Well, that is to say, our human interpretation is that life exists in networks. Cycles. Systems. Webs. Connections.
However you wish to express it, there are interactions between various forms of life in ways not often as physically obvious as this vine and branch.
Vines are a small facination for me, as it boggles my human brain a bit, how a vine is able to wrap around something, or find anything, without sight, smell, or hearing. Even its sense of touch is not what you or I would understand 'touch' to be.
In the Carolinian forests of the Niagara, one can find very large vines, huge ones in fact. They hang onto trees as the trees grow, and end up being as thick or thicker than something one might see Tarzan or Robin Hood swinging across tree to tree with.
Or, there's Ivy, which adorns of the walls of many buildings and houses. Not only are dwellings improved in a decorative sense by ivy, but there is plenty evidence out there it helps keep a house cool in the summer by absorbing sunlight that would otherwise be absorbed by the walls, thus actively assisting in reducing one's carbon footprint. Add a "green roof" to a home (if possible) and the negative carbon impact of the displacement of ground cover is nearly nullified.
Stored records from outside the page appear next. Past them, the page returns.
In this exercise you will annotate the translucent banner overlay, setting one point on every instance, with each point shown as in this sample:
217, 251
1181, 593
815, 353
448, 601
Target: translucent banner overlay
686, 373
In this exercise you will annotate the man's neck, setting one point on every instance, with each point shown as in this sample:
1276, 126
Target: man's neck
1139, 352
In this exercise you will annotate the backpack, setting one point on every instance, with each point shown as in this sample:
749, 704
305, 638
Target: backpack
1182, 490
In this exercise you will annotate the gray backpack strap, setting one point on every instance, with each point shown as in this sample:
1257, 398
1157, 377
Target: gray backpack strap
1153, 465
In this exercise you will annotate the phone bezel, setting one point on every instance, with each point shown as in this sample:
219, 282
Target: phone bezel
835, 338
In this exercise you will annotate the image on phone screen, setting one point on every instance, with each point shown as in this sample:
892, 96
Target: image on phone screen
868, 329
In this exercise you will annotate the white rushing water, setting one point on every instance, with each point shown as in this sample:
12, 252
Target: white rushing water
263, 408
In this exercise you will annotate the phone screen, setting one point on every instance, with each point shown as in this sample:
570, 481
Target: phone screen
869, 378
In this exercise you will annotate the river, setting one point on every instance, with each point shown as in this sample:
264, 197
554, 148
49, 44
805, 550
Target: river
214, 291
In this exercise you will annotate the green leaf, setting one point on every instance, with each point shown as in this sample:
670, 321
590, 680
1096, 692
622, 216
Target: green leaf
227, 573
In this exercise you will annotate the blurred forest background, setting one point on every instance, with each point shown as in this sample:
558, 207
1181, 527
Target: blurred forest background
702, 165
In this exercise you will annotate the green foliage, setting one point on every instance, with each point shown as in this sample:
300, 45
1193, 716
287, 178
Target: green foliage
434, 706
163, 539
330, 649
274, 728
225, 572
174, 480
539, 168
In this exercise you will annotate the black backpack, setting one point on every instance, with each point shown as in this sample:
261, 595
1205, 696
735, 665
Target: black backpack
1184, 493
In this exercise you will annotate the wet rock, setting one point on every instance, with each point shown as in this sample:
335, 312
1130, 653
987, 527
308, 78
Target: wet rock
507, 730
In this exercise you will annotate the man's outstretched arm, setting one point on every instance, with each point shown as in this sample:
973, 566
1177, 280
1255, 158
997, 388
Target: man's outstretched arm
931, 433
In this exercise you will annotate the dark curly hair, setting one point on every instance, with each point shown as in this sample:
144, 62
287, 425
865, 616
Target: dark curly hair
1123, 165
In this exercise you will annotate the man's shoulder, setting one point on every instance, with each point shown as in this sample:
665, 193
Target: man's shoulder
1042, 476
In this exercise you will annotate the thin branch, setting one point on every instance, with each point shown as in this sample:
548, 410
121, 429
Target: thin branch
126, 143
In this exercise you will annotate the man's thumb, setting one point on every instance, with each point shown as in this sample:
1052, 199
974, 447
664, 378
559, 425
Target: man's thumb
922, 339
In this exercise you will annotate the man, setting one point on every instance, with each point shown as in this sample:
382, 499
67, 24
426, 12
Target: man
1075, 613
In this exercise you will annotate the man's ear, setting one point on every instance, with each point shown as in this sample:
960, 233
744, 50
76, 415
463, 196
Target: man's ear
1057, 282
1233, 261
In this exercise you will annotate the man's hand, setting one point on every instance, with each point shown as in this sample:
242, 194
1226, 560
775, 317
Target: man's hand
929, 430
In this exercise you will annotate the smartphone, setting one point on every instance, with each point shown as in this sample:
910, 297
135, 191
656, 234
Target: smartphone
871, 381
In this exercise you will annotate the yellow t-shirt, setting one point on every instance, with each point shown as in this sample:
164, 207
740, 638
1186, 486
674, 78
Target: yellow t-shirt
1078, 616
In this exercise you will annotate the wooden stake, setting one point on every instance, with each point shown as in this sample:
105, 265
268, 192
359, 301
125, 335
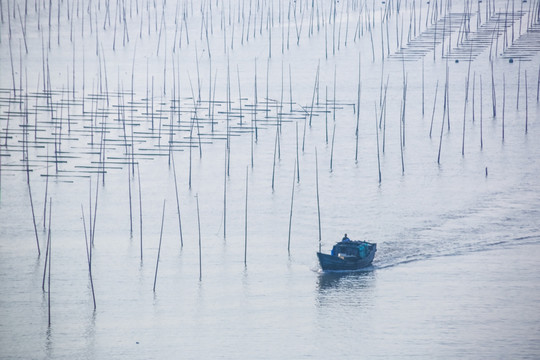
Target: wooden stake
159, 247
290, 214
Life exists in networks. When we allow nature to take ownership over itself, and to work with us, we respect our part in that network. When we let ivy grow up our walls, allow indigenous wildflowers and grasses on our lawns to grow, allow microbes to consume our green waste in order to compost, we're accepting and embracing that network. If we could find a ways to do that in all aspects of our social lives, crises like climate change would simply not exist.